The custody officer returns with a tablet and the thin, brittle smile of someone attempting professionalism while bleeding internally.
“Varos,” she says, carefully avoiding every title now. “Your custodial status is being converted pending transfer review.”
Pellorin turns on her before I can respond. “Converted to what.”
She hands him the tablet. “Acquittal release under diplomatic hold for processing of command-status adjudication.”
Pellorin scans the text, nostrils flaring. “This is written by cowards.”
“Counsel—”
“It says he is free but supervised, exonerated but restricted, released but subject to ceremonial protocol. Pick a damn noun.”
I hold out my hand for the tablet.

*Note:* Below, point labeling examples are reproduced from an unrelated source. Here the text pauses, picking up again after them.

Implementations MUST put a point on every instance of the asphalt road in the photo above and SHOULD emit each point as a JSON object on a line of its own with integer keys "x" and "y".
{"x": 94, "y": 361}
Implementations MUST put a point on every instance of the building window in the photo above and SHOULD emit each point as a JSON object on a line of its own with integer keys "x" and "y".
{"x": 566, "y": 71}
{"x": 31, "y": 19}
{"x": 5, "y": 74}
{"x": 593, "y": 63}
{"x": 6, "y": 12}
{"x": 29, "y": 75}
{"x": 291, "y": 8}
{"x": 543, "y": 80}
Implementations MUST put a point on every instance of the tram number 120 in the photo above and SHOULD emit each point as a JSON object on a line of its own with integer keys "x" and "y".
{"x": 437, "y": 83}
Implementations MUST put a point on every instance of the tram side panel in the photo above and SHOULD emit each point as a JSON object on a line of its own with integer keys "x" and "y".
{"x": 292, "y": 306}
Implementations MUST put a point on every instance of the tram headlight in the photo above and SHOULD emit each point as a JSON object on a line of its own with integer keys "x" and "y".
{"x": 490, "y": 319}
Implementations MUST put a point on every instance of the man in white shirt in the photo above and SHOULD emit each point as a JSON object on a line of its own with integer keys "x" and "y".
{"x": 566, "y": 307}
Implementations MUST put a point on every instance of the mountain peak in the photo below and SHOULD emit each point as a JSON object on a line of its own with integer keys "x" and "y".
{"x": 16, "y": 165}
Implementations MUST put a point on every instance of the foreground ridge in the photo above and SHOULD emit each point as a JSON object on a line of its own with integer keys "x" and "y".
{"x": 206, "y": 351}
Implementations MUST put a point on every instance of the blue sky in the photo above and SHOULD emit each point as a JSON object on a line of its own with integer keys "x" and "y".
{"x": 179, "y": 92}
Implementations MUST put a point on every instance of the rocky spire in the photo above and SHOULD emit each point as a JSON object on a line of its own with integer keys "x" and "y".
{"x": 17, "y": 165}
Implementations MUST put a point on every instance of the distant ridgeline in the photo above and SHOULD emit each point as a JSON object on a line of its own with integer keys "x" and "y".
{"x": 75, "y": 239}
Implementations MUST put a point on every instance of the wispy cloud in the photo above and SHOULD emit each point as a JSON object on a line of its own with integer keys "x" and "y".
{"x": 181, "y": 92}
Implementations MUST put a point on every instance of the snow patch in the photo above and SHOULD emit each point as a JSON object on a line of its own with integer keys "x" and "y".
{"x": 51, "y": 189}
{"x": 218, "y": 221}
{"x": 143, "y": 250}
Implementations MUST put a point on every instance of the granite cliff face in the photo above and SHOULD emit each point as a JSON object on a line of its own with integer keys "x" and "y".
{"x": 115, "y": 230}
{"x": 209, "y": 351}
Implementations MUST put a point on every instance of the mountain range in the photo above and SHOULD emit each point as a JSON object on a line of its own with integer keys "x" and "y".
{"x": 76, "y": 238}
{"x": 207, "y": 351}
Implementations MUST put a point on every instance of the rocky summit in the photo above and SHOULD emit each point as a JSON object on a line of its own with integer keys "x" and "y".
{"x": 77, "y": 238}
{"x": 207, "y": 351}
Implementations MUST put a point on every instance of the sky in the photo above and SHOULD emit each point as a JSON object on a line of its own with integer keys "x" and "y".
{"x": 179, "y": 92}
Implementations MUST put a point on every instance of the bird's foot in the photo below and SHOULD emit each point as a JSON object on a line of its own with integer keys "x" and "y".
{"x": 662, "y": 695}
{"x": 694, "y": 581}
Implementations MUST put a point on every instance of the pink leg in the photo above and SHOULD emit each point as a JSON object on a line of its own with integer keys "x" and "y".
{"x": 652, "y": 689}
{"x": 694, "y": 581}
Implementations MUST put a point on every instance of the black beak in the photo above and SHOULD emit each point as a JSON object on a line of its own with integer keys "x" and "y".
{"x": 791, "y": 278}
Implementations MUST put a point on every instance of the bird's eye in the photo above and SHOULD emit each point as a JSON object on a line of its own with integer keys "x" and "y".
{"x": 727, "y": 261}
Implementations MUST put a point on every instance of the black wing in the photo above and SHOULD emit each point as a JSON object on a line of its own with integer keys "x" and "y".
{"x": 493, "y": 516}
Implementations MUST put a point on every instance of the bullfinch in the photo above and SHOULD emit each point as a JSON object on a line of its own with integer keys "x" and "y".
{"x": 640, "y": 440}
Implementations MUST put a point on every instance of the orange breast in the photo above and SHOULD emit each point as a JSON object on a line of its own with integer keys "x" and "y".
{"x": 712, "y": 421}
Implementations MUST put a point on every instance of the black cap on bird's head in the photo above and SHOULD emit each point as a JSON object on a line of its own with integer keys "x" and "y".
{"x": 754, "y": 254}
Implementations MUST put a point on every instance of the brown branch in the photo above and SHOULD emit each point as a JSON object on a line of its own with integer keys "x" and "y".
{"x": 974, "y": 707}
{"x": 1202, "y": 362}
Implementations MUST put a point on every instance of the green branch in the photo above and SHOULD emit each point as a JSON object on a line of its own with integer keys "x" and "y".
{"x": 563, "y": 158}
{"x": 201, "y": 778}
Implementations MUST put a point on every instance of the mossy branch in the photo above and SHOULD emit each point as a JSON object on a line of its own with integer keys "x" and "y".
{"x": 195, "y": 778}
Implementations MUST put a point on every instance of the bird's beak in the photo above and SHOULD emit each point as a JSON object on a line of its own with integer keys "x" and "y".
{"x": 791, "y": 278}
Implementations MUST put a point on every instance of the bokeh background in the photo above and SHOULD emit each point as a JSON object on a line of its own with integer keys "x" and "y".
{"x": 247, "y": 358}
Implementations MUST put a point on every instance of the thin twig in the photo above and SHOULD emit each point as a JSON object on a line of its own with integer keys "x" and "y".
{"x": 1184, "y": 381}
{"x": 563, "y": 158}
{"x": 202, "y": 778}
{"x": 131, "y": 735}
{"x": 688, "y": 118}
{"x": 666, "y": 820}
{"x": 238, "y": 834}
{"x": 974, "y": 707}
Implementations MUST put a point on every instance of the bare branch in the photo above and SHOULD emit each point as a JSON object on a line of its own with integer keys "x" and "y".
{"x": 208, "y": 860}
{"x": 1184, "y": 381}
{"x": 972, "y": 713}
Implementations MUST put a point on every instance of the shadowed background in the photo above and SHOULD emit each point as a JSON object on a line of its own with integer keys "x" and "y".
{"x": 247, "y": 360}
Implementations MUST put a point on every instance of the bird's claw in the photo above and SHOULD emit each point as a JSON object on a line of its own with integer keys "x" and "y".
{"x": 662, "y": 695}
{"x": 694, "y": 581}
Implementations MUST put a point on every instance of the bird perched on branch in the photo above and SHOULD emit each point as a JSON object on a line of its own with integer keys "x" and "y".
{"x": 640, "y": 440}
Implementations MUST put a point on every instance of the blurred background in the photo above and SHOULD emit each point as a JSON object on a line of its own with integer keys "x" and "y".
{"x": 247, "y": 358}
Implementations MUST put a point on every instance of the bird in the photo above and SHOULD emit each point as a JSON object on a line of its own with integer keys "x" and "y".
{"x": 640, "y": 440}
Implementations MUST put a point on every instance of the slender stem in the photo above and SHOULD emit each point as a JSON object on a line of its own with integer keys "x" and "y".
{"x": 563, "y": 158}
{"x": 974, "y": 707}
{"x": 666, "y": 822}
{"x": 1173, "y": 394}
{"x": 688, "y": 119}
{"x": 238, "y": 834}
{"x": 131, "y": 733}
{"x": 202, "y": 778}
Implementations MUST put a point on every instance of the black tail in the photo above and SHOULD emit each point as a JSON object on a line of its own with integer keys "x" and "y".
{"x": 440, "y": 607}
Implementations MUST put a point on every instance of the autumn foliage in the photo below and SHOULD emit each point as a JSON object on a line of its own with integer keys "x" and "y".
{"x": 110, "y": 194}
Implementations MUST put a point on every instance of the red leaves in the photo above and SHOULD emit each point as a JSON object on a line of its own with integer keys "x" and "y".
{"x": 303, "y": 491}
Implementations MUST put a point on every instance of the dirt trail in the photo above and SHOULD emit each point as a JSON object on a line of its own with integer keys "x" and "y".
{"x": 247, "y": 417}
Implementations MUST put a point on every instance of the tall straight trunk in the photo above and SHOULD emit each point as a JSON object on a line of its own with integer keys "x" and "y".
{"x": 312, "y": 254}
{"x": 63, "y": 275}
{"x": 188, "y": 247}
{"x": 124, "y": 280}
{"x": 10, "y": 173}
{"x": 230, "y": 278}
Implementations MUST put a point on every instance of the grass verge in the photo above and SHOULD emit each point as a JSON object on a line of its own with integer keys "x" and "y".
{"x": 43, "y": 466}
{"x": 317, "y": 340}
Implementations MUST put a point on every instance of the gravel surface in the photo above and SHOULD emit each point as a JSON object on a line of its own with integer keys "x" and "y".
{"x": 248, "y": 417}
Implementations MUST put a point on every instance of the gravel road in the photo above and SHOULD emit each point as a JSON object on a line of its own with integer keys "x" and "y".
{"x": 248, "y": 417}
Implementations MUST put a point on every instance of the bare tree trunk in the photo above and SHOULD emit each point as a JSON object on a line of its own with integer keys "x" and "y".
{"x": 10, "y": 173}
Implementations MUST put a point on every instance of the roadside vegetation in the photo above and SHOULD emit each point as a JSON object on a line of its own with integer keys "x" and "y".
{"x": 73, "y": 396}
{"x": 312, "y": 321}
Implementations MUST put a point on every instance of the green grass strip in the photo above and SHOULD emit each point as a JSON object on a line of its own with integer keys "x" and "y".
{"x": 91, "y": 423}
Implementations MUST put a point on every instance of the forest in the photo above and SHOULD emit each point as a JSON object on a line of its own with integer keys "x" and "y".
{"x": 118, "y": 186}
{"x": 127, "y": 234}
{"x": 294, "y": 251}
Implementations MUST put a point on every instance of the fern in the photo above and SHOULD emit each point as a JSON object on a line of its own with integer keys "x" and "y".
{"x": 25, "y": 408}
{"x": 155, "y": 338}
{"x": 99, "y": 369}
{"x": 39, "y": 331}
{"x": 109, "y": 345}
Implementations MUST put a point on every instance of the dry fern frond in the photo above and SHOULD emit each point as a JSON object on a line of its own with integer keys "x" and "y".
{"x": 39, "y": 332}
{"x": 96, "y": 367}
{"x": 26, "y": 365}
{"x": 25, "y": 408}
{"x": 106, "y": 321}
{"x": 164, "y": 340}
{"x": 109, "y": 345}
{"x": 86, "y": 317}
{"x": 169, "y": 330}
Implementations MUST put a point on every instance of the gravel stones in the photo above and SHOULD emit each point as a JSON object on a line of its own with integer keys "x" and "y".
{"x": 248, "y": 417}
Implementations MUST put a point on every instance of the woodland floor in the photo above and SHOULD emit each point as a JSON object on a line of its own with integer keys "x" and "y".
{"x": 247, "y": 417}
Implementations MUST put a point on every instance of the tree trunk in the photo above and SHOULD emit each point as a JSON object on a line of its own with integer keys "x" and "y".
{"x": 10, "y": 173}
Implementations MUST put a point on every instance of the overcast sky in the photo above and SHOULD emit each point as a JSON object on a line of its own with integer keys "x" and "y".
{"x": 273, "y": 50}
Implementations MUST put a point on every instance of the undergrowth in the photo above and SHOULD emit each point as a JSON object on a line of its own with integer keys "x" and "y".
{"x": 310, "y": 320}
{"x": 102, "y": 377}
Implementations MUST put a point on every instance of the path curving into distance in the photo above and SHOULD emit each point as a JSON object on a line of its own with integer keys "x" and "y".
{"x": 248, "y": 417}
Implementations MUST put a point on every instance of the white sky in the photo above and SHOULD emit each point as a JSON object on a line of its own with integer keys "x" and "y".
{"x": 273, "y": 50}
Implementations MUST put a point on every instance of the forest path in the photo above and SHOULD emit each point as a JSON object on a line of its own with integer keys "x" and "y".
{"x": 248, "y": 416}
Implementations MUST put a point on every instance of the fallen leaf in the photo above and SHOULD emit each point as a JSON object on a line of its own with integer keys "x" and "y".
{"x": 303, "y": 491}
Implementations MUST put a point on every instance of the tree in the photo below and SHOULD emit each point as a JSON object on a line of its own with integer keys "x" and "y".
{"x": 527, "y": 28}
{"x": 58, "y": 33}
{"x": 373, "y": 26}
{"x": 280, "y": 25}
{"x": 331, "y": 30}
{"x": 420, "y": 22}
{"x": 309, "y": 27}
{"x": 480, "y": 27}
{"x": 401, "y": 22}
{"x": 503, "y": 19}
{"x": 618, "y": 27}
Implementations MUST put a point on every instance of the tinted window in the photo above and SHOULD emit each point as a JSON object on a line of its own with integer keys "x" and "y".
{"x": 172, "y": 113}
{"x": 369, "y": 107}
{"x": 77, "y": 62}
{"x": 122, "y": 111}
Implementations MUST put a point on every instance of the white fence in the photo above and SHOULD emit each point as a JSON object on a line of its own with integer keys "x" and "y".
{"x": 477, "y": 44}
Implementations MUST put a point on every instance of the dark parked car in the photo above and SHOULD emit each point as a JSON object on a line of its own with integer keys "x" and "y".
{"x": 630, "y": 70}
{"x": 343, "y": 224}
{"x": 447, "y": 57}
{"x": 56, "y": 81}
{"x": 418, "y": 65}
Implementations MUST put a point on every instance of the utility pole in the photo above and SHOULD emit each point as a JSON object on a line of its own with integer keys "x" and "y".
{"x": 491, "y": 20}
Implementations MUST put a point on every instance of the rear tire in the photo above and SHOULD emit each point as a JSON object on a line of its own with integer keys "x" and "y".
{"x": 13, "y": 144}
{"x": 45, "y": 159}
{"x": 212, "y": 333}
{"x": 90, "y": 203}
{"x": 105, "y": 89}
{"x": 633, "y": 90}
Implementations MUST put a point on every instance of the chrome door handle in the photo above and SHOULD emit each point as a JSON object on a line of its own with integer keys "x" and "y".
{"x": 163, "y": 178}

She hesitates, then gives it to me.
The text is exactly as absurd as Pellorin promised. Clean legal phrasing wrapping itself around contradiction like vines around a ruined wall.
Before I can finish reading, the chamber side doors open again.
Coalition delegation.
Not Merrow this time. A different set of uniforms. Darker trim. Higher rank. The lead representative is Commander Saal, because the galaxy is not above irony.
He approaches the partition with the expression of a man who has swallowed three conflicting directives and intends to pretend they taste fine.
Pellorin mutters, “You’ve got to be kidding me.”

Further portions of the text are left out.